Italiani liberi e forti, il Partito di Sturzo è arrivato anche ad Agrigento
Anche in Provincia di Agrigento si avverte il bisogno di una presenza unitaria dei cattolici, tanto che il Partito Italiani Liberi e Forti che si ispira al proclama del prete calatino, don Luigi Sturzo, è arrivato ad Agrigento. Nato appena alcuni mesi fa, nella storica sede dove nel lontano 1918 don Luigi Sturzo lanciò l’Appello ai Liberi e Forti si sta diffondendo a macchia d’olio in tutta Italia. Questo Partito nasce dopo aver constatato la scarsa incidenza che il pensiero cristiano ha avuto nella cultura, nella politica, nell’etica e nell’economica in questi ultimi vent’anni, da quando è stata preferita la diaspora. E’ sotto gli occhi di tutti lo sfacelo morale, politico ed economico causato da forze politiche che si affacciarono sul palcoscenico della politica presentandosi come i paladini della Seconda Repubblica! Soltanto i ciechi, chiusi nel proprio egoismo e perbenismo non se ne accorgono. Come nei momenti difficili della storia del Novecento, i cattolici hanno offerto il proprio contributo per la rinascita di questa Nazione adesso da diversi parti, soprattutto dal mondo laico, s’invoca una nuova presenza unitaria, non per fare il partito dei cattolici e nemmeno un partito confessionale ma un partito di cattolici aperto alla società civile, anche a chi non è credente ma condivide i valori. A questa esigenza, ha risposto prontamente il Centro Internazionale studi sturziani che ha dato vita al Partito Italiani Liberi e Forti, capeggiato dal pronipote di don Luigi Sturzo, Gaspare Sturzo che nello stesso albergo di Santa Chiara ha raccolto recentemente le più belle intelligenze del mondo cattolico per una presenza politica che sia più incisiva nella società, attingendo al pensiero della Dottrina sociale della Chiesa, soprattutto sui temi del rispetto della dignità della persona umana, del Bene Comune della Solidarietà, che sono i principi oggi calpestati ora da lobby che gravitano nei poteri forti ora un personale politico che sta suscitando non poca indignazione tra la popolazione.

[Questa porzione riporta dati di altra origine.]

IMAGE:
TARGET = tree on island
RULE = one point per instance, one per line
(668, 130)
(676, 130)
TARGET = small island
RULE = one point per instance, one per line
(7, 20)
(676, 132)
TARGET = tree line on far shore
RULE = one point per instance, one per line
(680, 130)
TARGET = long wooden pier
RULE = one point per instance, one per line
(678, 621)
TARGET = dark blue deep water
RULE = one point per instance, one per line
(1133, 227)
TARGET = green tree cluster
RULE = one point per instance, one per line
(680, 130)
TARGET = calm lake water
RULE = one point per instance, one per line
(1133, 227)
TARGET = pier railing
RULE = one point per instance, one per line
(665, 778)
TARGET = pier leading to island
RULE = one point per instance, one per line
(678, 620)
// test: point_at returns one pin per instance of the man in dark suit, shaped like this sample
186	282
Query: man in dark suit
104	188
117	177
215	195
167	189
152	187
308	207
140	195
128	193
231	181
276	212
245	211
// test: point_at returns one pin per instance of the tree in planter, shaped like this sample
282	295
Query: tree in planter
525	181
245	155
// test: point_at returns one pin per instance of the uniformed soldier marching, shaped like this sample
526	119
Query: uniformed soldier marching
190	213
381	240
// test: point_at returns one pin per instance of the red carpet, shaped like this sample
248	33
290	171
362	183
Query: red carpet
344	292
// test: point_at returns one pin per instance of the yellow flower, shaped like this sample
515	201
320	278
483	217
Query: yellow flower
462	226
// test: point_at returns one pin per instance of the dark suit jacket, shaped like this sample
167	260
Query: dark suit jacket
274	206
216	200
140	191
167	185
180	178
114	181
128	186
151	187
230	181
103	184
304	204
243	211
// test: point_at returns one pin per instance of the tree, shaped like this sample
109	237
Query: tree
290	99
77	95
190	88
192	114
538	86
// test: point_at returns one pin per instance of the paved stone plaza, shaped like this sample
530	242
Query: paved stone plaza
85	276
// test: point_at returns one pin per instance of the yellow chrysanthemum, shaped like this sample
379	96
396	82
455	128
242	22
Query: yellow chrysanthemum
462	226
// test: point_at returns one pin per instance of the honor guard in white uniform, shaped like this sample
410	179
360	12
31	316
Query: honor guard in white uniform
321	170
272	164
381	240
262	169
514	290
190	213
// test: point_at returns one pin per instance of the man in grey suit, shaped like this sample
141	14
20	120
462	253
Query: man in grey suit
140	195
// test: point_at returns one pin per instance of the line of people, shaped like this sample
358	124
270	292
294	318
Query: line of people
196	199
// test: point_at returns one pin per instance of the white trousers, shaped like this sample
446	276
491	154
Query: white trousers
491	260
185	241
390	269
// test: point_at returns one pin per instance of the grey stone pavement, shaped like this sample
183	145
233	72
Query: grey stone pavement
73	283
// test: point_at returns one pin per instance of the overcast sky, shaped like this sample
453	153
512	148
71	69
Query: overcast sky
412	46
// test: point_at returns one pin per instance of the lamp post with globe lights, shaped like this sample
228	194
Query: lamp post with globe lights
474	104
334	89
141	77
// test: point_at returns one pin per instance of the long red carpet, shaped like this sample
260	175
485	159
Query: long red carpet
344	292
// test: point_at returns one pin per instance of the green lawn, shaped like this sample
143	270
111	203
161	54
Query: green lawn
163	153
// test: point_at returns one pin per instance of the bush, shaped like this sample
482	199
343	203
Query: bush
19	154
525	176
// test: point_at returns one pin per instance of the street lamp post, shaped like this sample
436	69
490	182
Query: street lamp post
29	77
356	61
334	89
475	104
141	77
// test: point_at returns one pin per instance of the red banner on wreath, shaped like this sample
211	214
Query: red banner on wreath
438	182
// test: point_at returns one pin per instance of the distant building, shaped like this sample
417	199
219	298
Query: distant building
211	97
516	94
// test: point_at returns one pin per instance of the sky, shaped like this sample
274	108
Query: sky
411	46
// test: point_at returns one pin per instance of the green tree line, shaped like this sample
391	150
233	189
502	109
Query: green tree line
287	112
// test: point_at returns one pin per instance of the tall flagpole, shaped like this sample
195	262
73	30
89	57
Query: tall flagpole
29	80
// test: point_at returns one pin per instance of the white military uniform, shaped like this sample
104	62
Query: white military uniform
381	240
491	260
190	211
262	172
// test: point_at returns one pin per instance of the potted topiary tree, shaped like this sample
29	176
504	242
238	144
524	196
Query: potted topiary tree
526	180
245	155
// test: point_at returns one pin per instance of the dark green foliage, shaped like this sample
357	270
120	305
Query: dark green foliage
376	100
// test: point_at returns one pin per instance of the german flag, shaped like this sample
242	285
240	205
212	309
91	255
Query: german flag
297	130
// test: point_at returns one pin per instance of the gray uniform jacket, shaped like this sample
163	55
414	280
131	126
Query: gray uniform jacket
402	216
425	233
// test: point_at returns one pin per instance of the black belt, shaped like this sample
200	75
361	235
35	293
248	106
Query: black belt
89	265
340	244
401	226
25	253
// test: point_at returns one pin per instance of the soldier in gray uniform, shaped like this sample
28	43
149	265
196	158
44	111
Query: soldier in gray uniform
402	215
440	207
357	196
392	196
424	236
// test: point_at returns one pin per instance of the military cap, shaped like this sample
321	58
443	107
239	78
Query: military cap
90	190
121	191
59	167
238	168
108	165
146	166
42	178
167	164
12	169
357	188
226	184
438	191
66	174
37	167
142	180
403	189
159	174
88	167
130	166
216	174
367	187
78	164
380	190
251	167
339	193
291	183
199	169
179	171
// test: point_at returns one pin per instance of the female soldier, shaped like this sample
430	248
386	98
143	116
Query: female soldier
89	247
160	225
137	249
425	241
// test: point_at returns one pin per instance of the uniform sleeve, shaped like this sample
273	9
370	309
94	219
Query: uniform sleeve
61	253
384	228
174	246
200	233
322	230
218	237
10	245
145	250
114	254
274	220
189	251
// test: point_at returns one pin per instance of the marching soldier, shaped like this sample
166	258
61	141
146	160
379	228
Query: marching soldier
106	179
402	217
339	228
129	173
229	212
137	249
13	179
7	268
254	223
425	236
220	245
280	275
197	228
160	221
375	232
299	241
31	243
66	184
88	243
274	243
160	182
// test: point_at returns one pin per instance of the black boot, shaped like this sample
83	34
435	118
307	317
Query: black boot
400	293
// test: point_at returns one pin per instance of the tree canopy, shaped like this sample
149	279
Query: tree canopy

Coloro che desiderassero conoscere ulteriori notizie potranno attingere al sito www.italianiliberieforti.it
Ovviamente la nascita di questo nuovo soggetto politico unitario tende a dare una risposta concreta a quel diffuso malessere presente in una Nazione che è stata resa cadaverica di una politica che ha calpestato la dignità della persona umana e il valore della famiglia, nonché il rispetto della vita umana in qualsiasi livello.
Dinanzi ad una logica imperante che considera le persone soltanto dei numeri da spostare a proprio piacimento, la Dottrina sociale cristiana invece ne ricorda il valore.
Il Partito che si ispira al pensiero di don Luigi Sturzo anzitutto desidera far emergere tutta quella energia sommersa nel mondo associativo, ecclesiale e laicale che si spende quotidianamente per una società fondata sull’autentica solidarietà. Soltanto tutto questo mondo pulito e trasparente può ridare una autentica fiducia di ripresa a questa Nazione. La ripresa, insegna la Dottrina sociale della Chiesa, prima di essere economica, infatti, è etica, è una ripresa di valori.
Il Partito sturziano è stato recentemente presentato nel popoloso quartiere di Fontanelle, in Agrigento. Alla presenza di un qualificato pubblico del mondo delle professioni, del mondo sia laico che cattolico, i responsabili nazionali hanno tracciato le finalità e gli obiettivi. All’incontro era presenta anche il nipote di don Luigi Sturzo, Gaspare, candidato alla guida della Regione Siciliana.